The HCA discussion is the first item on the agenda and all three bills concerning the HCA deal are discussed together. Anyone wanting to know more about this deal should watch this discussion. A presentation is made explaining where the upfront money will come from (a UDAG grant fund) and why we are doing this and how it will benefit the city. This development is subsidized in two ways: property tax abatement and a payment for new employees HCA will have working at this site who do not now work in Davidson County.
Watch this and learn why the Palmer Lake is in a “pocket of poverty.” Yes, that area close to Vanderbilt University and Music Row and on West End, just down the street from multi-million dollar hotels, just a couple blocks from Union Station is a “pocket of poverty.”
We will pay the developer $500 per “incremental Davidson County position.” I myself do not see how this benefits the community or the city government.
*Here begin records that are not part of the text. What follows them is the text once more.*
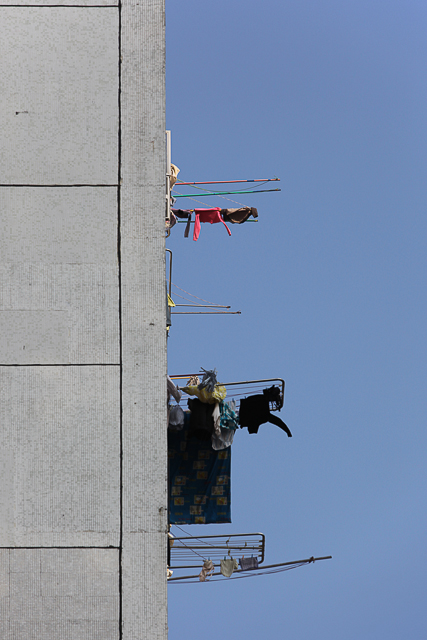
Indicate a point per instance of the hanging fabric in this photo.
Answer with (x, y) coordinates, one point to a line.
(228, 566)
(238, 216)
(204, 395)
(246, 564)
(225, 427)
(255, 411)
(207, 215)
(207, 570)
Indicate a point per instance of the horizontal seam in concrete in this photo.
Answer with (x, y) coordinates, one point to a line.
(56, 186)
(60, 6)
(69, 364)
(56, 547)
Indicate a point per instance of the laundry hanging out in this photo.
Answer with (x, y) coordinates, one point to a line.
(213, 216)
(255, 411)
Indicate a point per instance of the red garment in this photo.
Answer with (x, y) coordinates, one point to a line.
(207, 215)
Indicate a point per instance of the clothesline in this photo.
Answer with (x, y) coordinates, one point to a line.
(228, 181)
(260, 571)
(223, 193)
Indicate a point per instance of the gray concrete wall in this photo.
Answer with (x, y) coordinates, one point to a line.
(82, 321)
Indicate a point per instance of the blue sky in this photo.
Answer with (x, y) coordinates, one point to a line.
(331, 97)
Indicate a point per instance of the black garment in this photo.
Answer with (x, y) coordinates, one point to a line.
(182, 213)
(186, 214)
(255, 410)
(238, 216)
(248, 563)
(201, 420)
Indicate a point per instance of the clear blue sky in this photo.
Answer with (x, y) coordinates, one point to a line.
(330, 96)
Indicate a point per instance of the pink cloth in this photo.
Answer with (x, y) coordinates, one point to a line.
(207, 215)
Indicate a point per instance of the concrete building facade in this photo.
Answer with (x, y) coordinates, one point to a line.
(83, 455)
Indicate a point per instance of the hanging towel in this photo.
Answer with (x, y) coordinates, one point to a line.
(209, 380)
(238, 216)
(176, 418)
(201, 420)
(173, 174)
(248, 563)
(223, 436)
(207, 570)
(228, 566)
(207, 215)
(173, 391)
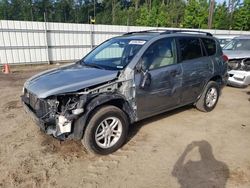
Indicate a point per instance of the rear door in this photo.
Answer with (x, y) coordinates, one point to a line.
(163, 91)
(197, 68)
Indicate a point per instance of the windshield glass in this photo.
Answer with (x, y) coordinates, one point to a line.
(238, 44)
(114, 54)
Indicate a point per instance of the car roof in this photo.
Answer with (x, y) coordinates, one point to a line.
(149, 34)
(243, 37)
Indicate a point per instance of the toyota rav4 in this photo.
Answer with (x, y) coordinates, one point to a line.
(124, 80)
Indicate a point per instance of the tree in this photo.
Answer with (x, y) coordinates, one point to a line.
(242, 17)
(221, 17)
(196, 14)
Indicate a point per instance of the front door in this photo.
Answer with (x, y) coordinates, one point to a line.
(162, 92)
(196, 66)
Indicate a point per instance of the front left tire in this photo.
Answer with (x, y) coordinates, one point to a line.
(106, 131)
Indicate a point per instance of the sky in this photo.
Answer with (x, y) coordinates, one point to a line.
(221, 1)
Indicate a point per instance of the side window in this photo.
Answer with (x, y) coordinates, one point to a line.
(190, 48)
(160, 54)
(210, 46)
(113, 51)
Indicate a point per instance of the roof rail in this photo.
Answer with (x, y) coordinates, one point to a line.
(166, 31)
(186, 31)
(146, 31)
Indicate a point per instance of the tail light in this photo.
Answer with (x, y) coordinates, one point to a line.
(225, 58)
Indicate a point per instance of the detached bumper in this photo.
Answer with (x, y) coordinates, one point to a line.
(33, 116)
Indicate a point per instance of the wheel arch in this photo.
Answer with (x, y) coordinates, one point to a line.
(97, 102)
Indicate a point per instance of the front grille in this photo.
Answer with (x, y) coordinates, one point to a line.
(38, 106)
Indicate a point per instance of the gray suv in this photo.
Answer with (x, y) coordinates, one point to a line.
(124, 80)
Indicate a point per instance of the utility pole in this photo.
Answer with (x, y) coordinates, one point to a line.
(230, 11)
(211, 13)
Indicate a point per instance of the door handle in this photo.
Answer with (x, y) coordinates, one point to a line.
(173, 73)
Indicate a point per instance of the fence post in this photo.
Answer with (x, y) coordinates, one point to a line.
(46, 38)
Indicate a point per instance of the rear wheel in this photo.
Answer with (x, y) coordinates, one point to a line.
(106, 131)
(209, 97)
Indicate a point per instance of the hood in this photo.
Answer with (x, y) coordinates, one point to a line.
(237, 54)
(67, 79)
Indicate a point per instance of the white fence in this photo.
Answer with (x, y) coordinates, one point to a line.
(24, 42)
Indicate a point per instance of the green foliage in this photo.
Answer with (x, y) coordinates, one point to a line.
(196, 14)
(242, 17)
(157, 13)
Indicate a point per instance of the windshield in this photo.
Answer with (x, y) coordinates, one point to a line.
(238, 44)
(114, 54)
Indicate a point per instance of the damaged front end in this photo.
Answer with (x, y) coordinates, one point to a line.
(54, 115)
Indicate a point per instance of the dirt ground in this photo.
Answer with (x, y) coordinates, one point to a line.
(181, 148)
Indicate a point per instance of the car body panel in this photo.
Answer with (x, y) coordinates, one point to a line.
(196, 73)
(163, 92)
(237, 54)
(67, 79)
(239, 78)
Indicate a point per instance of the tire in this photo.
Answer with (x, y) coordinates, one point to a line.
(207, 103)
(106, 131)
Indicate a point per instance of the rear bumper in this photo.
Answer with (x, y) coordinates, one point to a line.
(236, 83)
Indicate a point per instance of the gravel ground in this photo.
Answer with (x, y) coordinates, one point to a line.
(181, 148)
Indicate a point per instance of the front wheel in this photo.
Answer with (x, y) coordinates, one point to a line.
(209, 97)
(106, 131)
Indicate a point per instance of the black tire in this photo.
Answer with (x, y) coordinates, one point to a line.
(101, 114)
(202, 104)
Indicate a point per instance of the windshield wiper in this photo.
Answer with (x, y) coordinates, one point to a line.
(92, 65)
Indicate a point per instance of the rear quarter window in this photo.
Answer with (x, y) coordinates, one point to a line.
(190, 48)
(210, 46)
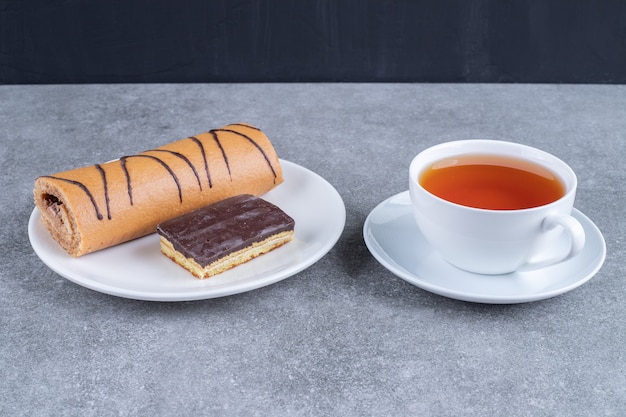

Those jobs are jobs that are now in Williamson County. We do not have a payroll tax so how does having these people work in Davidson County benefit us? I doubt many of them will be moving into the county if they already have homes in Williamson County. They are not moving; their job is moving a few miles away.
If this development occurs, the site will generate considerably more property tax for the city than it does now. However, the pressure on infrastructure and the cost of providing services to new development is not calculated into the equation. There seems to be an assumption that growing the tax base is always a good thing, yet no one stops to consider that bigger cities almost always have higher tax rates than smaller cities. There seems to be almost a fetish for growth that I am not sure is well founded.
I am still not sure, how I would vote on this if I had a vote. I abhor this practice of enticing businesses to develop in your area by paying them to do so. Unfortunately, this is the way things are done now. If other communities are paying someone to move to their county, then if we don’t play the game, then we lose. However, I am still not convinced that growth, just for the sake of growth is a good thing. Also, eventually, something would develop to fill that hole in the ground if HCA does not build there. Assuming the economy develops and the convention center is a success, someone else would eventually want that prime piece of property for hotel or office building.
I am glad to see the council deferred these bills. This is one of those things that if I was making a decision on, I would need more time to think about.
In other committee business, Duane Dominy’s bill requiring the Chambers Partnership 2020 contract to be approved by resolution of the Council is deferred indefinitely, due to a technical reason concerning a discrepancy between the caption and the body of the bill. A new bill addressing this topic will be drafted and introduced. Dominy’ similar bill requiring all single-source contracts of over $250,000 be approved by the Council fails by a vote of 3 for, 4 against and 5 abstaining. Council Member Megan Barry and Ronnie Stein present arguments against the bill and Charlie Tygard defends the bill.